Das Corsogespräch mit Noel und Mike Hogan –
hören Sie hier in englischer Originalversion
Buchmann: War es eine schnelle und klare Entscheidung, wieder mit Stephen Street zu arbeiten, der ja schon einige Ihrer Alben produziert hat?
Mike Hogan: Ja, das ging schnell, wir mussten gar nicht groß drüber diskutieren. Es hieß einfach: Wer ruft Stephen an? Und als Stephen erst mal die Demos gehört hat, war er sofort dabei.
Die Arbeit mit Produzent Stephen Street
Buchmann: Können Sie mal beschreiben, wie Stephen Street als Produzent arbeitet?
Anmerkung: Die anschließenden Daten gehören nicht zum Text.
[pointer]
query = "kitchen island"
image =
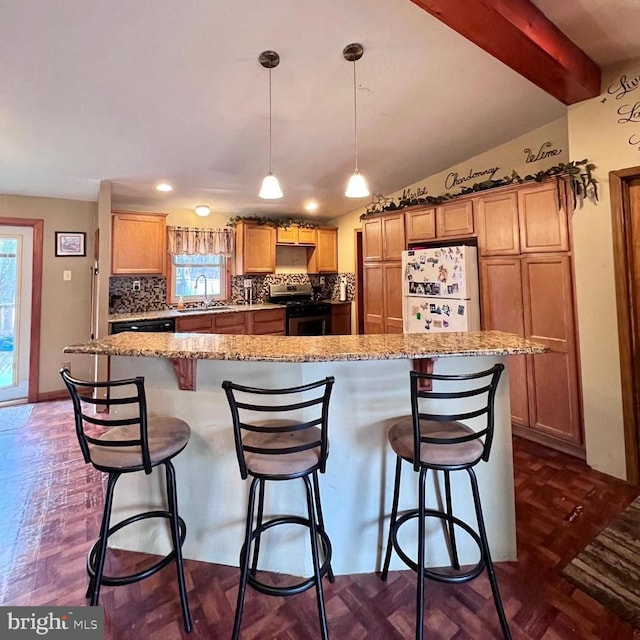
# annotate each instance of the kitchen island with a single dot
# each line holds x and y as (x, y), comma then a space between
(370, 393)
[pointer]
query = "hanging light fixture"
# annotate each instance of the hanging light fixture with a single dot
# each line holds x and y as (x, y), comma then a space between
(357, 187)
(270, 186)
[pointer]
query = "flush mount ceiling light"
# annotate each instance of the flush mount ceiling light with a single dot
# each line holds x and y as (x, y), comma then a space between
(202, 210)
(270, 186)
(357, 187)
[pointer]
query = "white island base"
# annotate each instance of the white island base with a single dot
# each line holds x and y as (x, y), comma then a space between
(356, 489)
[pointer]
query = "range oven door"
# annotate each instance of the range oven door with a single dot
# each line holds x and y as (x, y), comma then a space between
(308, 326)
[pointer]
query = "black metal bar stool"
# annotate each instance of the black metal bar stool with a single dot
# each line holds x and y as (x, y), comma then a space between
(435, 437)
(124, 439)
(284, 439)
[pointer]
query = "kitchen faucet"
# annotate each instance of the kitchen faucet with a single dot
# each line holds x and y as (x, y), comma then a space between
(205, 301)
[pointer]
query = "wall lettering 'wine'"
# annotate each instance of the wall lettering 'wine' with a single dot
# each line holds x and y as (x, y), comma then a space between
(629, 114)
(546, 150)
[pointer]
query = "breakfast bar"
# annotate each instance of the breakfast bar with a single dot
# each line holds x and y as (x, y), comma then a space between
(371, 391)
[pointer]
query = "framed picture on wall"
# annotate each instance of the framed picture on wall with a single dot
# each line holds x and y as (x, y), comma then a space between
(71, 244)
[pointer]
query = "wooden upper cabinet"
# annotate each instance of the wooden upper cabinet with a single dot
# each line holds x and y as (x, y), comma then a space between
(554, 394)
(543, 218)
(295, 235)
(287, 235)
(373, 297)
(420, 224)
(323, 258)
(392, 278)
(503, 310)
(383, 237)
(455, 219)
(138, 243)
(372, 239)
(255, 248)
(498, 224)
(393, 238)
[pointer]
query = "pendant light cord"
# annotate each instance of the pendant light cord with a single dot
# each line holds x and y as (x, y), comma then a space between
(269, 119)
(355, 114)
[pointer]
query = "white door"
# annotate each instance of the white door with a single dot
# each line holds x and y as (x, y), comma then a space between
(16, 259)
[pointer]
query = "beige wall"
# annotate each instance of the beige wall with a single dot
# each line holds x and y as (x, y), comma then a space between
(595, 132)
(506, 157)
(66, 312)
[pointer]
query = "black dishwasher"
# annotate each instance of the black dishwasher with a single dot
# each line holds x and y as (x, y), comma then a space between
(147, 326)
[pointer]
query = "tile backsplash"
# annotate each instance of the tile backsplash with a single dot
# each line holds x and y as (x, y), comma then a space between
(153, 290)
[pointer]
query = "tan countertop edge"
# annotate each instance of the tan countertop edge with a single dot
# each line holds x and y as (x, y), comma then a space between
(160, 314)
(184, 349)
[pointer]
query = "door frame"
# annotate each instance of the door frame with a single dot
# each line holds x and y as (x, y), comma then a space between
(627, 304)
(36, 298)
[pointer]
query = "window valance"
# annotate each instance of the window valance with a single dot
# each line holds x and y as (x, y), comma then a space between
(196, 240)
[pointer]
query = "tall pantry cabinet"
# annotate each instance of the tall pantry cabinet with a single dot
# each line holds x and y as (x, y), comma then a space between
(527, 288)
(383, 241)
Spricht er viel oder lässt er Sie eher machen?
Noel Hogan: Es geht immer nur um den Song bei Stephen. Das hat er uns schon vor über über 20 Jahren gesagt. Es ist nicht wichtig, einen virtuosen Gitarrenpart oder einen brillantes Basssolo zu spielen – darum geht es nicht. Gerade bei uns: Er hat viel Raum gelassen für den Gesang, den er wie ein weiteres Instrument sieht. Es ist schon so, der Hauptpart all unserer Songs war Dolores und ihre beeindruckende Stimme. Er ist nicht sehr direktiv, sagt nicht ganz genau, wo es lang gehen muss. Nein, er ist sehr offen für neue Ideen. Wenn sie nicht ganz passen, dann bringt er dich dazu, sie etwas zu verändern. Und er hat ein erstaunliches Gehör. Er hört Dinge, die uns nicht auffallen. Es war immer wunderbar, jemanden außerhalb der Band zu haben, der ein klares Bild vor Augen hat. Immerhin hat er auch fünf oder sechs von unseren sieben Alben produziert. Wir sind gute Freunde geworden, das hat alles eine Selbstverständlichkeit, wir machen Witze zusammen – aber er hat sich immer wieder beschwert, wenn wir vier untereinander mit irischem Akzent gesprochen haben, dass er kein Wort versteht. Also es ist großartig, wir sind sehr glücklich, dass wir Stephen schon so früh gefunden haben.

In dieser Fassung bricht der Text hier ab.